Hi I have the following problem:
I'm storing strings and a corresponding list of integer values in an MultiValueMap<String, Integer>
I'm storing about 13 000 000 million strings and one string can have up to 500 or more values.
For every single value i will have random access on the Map. So worst case are 13 000 000* 500 put calls. Now the speed of the map is good but the memory overhead gets quite high. A MultiValueMap<String, Integer>
is nothing else then a HashMap/TreeMap<String, <ArrayList<Integer>>
. Both HashMap and TreeMap have quite a lot of memory Overhead. I wont be modifying the map once it is done, but I need it to be fast and as small as possible for random access in a program. (I'm storing it on disk and loading it on start, the serialized map file takes up about 600mb but in memory its about 3gb?)
the most memory efficient thing would be, to store the String in sorted string array and have a corresponding two dimensional int array for values. So access would be a binary search on the string array and getting the corresponding values.
Now I have three ways to get there:
I use a sorted MultivalueMap (TreeMap) for the creation phase to store everything.After I'm finished with getting all values, I get the string array by calling
map.keyset().toArray(new String[0]);
Make a two dimensional int array and get all the values from the multivaluemap. Pro: It's easy to implement, It is still fast during creation. Con: It takes up even more memory during the copying from Map to Arrays.I use Arrays or maybe ArrayLists from the start and store everything in there Pro: least memory overhead. Con: this would be enormously slow because i would have to sort/copy the Array every time a add a new Key, Also i would need to implement my own (propably even slower) sorting to keep the corresponding int array in the same order like the strings. Hard to implement
I use Arrays and a MultivalueMap as buffer.
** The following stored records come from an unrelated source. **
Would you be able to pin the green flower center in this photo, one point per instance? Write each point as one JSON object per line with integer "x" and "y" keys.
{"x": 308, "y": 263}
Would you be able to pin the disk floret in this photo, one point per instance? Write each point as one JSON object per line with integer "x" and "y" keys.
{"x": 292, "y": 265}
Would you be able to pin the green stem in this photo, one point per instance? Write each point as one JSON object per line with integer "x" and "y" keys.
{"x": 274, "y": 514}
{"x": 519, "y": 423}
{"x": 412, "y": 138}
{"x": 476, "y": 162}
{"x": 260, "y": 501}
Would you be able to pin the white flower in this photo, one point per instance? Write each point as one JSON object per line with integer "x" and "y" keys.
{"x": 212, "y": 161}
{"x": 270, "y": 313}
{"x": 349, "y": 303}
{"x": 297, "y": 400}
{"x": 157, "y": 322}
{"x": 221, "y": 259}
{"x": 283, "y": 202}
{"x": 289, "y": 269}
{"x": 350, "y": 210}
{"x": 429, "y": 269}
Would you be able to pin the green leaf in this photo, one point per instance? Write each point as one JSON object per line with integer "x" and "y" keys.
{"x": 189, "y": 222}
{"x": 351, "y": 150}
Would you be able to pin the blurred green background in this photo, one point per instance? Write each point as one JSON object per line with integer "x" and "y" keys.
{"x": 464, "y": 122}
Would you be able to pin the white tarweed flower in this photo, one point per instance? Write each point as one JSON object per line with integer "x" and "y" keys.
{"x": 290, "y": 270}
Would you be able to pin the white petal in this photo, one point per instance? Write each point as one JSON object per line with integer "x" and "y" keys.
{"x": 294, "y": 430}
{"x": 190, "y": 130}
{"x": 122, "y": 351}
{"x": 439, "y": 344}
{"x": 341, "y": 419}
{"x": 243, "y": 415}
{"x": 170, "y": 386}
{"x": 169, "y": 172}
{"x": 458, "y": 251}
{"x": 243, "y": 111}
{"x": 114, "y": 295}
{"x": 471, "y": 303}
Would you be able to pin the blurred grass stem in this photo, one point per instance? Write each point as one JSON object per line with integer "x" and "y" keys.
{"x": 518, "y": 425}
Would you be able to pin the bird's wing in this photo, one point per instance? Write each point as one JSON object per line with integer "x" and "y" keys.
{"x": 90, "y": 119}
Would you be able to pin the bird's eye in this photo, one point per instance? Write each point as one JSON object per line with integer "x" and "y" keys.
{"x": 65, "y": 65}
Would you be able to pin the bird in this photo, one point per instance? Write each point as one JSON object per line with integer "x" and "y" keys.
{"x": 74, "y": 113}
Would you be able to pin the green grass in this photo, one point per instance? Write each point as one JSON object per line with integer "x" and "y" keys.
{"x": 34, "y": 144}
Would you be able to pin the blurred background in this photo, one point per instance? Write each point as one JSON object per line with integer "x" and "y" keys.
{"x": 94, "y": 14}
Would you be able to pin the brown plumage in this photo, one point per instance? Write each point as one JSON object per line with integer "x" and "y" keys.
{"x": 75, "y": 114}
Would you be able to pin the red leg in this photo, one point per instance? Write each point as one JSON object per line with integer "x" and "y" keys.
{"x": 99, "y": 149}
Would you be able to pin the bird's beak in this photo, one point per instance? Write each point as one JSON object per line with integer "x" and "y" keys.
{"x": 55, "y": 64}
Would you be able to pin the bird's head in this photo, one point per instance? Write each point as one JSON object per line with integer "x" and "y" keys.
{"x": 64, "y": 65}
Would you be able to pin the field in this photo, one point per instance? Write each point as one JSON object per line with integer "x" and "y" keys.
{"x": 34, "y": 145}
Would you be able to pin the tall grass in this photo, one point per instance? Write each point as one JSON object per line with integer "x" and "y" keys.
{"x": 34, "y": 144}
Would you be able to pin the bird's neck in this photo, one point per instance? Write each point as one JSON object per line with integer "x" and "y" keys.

After the program finished 10% or 20% of the creation phase, I will add the values to the Arrays and keep them in order, then start a new Map. Pro: Propably still fast enough and memory efficient enough. Con: Hard to implement.
None of these solutions really feel right to me. Do you know any other solutions to this problem, maybe a memory efficient (MultiValue)Map implementation?
I know I could be using a database so don't bother posting it as an answer. I want to know how i could do this without using a database.